Professor Ashok Chacko, the study leader, says that recognition and evaluation of these risk factors may help in therapy, and prevention of disease progression.
He has revealed that hereditary risk factors for thrombophilia include Factor V Leiden gene mutation, Prothrombin gene mutation, homozygous methyl tetrahydrofolate reductase (MTHFR) gene mutation and deficiencies of coagulation inhibitor Protein C, Protein S and Antithrombin III.
During the study, the patients were divided into groups based on whether they had BCS or SVT. Twenty patients had SVT, 14 had BCS and 2 had mixed venous involvement.
All of them were tested for inherited and acquired risk factors for blood clotting.
The researchers observed that 28 per cent patients had inherited and 28 per cent patients had acquired risk factors.
They also observed that acquired risk factors were significantly more common in patients with SVT, while hereditary risk factors were similar in patients with BCS and SVT.

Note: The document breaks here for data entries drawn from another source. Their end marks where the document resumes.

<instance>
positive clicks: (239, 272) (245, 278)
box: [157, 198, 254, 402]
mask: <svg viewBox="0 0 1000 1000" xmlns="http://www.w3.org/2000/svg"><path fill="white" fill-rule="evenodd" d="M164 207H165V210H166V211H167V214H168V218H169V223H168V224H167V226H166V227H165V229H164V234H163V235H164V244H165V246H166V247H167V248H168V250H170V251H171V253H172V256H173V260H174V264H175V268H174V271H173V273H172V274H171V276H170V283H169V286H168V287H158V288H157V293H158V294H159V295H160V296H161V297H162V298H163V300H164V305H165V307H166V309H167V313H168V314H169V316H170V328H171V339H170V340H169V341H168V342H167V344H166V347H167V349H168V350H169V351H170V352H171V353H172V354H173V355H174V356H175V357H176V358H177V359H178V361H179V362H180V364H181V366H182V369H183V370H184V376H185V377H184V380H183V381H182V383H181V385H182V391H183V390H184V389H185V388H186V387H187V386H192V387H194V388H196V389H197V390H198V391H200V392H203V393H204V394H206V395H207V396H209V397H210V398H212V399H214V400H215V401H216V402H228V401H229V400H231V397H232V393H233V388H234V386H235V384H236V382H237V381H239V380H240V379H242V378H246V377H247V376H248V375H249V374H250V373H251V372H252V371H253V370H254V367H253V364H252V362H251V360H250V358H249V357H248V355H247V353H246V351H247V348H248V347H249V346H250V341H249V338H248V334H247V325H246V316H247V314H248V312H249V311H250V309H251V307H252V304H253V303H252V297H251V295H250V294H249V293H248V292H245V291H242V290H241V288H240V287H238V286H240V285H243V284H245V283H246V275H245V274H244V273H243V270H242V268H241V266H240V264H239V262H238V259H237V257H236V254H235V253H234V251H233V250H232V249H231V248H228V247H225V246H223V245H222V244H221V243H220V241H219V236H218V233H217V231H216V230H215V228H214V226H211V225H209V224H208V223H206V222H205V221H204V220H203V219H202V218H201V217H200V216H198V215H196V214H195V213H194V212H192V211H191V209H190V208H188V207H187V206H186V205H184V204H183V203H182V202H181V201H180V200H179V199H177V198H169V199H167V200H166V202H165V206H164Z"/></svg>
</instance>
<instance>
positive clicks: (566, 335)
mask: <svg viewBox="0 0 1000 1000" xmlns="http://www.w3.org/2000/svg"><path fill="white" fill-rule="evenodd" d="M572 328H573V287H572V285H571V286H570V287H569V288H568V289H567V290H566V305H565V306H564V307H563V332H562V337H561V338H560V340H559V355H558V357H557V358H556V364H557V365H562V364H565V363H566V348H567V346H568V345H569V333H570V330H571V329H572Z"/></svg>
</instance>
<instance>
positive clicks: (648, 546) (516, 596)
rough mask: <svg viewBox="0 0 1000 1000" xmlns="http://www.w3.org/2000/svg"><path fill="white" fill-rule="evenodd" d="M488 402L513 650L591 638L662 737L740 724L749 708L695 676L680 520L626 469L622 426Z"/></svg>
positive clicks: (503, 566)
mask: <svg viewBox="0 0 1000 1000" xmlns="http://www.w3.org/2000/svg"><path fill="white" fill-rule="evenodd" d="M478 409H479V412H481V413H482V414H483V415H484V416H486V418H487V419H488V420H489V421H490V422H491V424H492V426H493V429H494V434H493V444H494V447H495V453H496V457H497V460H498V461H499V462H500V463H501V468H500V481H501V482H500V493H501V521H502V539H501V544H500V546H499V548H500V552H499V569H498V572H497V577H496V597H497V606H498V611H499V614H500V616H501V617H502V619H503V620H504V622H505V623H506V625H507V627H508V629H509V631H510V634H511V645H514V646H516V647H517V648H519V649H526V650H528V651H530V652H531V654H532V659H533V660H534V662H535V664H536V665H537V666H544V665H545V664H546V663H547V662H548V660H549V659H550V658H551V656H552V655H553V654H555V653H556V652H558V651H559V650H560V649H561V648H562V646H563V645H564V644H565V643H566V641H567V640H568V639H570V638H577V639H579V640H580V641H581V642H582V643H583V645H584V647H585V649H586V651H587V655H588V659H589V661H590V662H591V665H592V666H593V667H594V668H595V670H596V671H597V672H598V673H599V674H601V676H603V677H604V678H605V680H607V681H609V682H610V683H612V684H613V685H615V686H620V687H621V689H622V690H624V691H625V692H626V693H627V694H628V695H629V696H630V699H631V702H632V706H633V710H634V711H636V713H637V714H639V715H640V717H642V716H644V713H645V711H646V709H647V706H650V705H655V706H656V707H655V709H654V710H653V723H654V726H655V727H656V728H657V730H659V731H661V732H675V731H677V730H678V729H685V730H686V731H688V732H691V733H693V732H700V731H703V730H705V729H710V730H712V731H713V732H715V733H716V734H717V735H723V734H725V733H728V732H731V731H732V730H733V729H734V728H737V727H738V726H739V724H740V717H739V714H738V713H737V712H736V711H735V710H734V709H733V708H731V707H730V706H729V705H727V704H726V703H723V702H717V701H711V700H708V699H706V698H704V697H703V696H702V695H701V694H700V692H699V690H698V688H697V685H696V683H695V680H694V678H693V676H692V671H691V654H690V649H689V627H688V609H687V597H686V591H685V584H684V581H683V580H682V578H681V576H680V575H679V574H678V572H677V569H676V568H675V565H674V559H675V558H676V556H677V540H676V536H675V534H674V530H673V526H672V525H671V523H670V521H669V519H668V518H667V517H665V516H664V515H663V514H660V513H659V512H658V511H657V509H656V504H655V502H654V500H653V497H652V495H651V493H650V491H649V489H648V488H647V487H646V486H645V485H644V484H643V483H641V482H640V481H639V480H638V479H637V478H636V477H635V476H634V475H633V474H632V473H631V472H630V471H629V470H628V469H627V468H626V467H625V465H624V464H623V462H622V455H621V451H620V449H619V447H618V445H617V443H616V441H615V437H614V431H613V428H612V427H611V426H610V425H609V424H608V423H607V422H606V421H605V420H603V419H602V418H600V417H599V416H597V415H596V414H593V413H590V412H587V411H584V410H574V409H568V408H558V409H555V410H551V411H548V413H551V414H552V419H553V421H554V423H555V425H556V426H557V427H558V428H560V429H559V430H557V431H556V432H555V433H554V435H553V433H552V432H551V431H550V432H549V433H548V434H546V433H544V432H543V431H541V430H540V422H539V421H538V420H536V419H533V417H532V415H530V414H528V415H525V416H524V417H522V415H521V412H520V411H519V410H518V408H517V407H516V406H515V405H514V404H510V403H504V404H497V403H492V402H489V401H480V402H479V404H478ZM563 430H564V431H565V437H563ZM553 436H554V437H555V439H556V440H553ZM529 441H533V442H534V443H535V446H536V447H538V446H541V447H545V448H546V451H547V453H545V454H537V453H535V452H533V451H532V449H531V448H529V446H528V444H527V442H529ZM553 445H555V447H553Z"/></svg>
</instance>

Multiple risk factors were present in seven per cent of the patients with BCS and 15 per cent patients with SVT. No risk factors were identified in 57 per cent of patients with BCS and 45 per cent with SVT.
Based on their observations, the researchers came to the conclusion that hereditary and acquired risk factors play an important role in aetiopathogenesis of abdominal venous thrombosis.
However, since a significant number of patients lack obvious aetiology further research is required to identify as yet unrecognised risk factors, according to the researchers.
An article on the research has been published in the World Journal of Gastroenterology.